Agricultural and commerce groups celebrated a Supreme Court ruling on June 28 reducing the power of federal agencies in determining legal regulations against producers, businesses, various industries and farming operations.

Cooper david
Managing Editor / Progressive Cattle

The high court ruled 6-3 in favor of empowering the courts to interpret laws carried out by agencies in the executive branch such as the Environmental Protection Agency, U.S. Army Corps of Engineers or even the Department of Health and Human Services, rather than determine on their own how each agency applies expertise within the law.

While there were two cases before the court, Relentless Inc. v. Department of Commerce, and Loper Bright Enterprises v. Raimondo, the arguments amounted to a reversal of the landmark Chevron v. Natural Resources Defense Council decision from the court in 1984 – what’s known as the Chevron doctrine. Under that standard, if Congress has not specifically addressed a legal question or detail in regulatory policy, the agency had full authority under the courts to interpret that statute within a reasonable standard.
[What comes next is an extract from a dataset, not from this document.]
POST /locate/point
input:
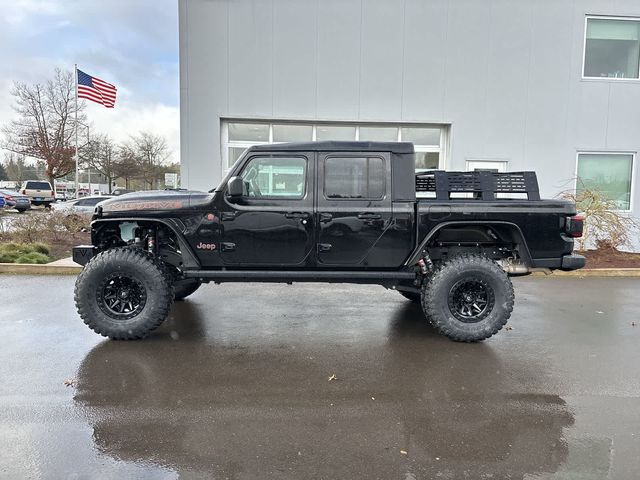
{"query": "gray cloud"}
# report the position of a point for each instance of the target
(130, 43)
In a 35-page ruling, Chief Justice John Roberts called that deference to Chevron a direct violation of the Administrative Procedure Act (APA), a law that federal agencies follow in addition to instructions preset for the courts to review agency regulatory action. The APA, Roberts wrote, “makes clear that agency interpretations of statutes – like agency interpretations of the Constitution – are not entitled to deference. Under the APA, it thus remains the responsibility of the court to decide whether the law means what the agency says.”

Supporters of the Chevron standard said agencies with their scientific and research capabilities have the greatest ability to determine how agency policy is set and enforced. But Roberts said the rules of Congress and constitutional responsibilities set out for the courts also include the need to handle technical statutory questions.
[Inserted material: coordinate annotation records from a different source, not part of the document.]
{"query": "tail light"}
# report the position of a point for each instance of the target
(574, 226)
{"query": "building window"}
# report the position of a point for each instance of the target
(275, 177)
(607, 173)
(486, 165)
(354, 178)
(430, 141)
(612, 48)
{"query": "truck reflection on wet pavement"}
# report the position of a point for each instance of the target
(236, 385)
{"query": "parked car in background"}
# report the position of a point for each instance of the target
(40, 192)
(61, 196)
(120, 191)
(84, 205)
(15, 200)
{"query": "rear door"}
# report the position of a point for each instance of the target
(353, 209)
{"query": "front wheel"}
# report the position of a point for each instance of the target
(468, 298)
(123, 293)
“Perhaps most fundamentally, Chevron’s presumption is misguided because agencies have no special competence in resolving statutory ambiguities. Courts do,” Roberts wrote.

“The framers, as noted, anticipated that courts would often confront statutory ambiguities and expected that courts would resolve them by exercising independent legal judgment. And even Chevron itself reaffirmed that ‘[t]he judiciary is the final authority on issues of statutory construction’ and recognized that ‘in the absence of an administrative interpretation, it is ‘necessary’ for a court to ‘impose its own construction on the statute.’”

National Cattlemen's Beef Association (NCBA) President Mark Eisele was one of the officials applauding the reversal of Chevron, saying in a press statement that it restores regulatory authority back to Congress and the judicial branch.

“Our elected officials in Congress should be making our laws, not unelected bureaucrats at federal agencies,” said Eisele. “Cattle producers have experienced numerous instances of federal agencies enacting overreaching regulations on our farms and ranches, exceeding their authority granted by Congress. I am glad the Supreme Court is reining in these federal agencies and putting power back in the hands of those elected to represent us in Washington.”

“In the last four decades, Congress has ceded authority to unelected federal bureaucrats who make the regulations that impact farmers and ranchers every day,” said NCBA Chief Counsel Mary-Thomas Hart. “Long term, this decision will impact almost every regulation that NCBA has worked on. The decision puts Congress back in the driver’s seat for crafting policy, reins in the administrative state and strengthens accountability by ensuring that the people we elect are the ones crafting our nation’s laws.”

But in an expansive interview on the Beltway Beef podcast, Hart acknowledged that it will not be an easy transition to the duties of Congress. “I think there’s going to be some reluctance at the legislative branch to begin because you have a lot of people elected to Congress under this guise to fund administrative agencies. We have a Congress that isn’t used to taking a lot of tough votes, a lot of politically risky votes. There will be some growing pains I think within the legislative branch and on Capitol Hill.”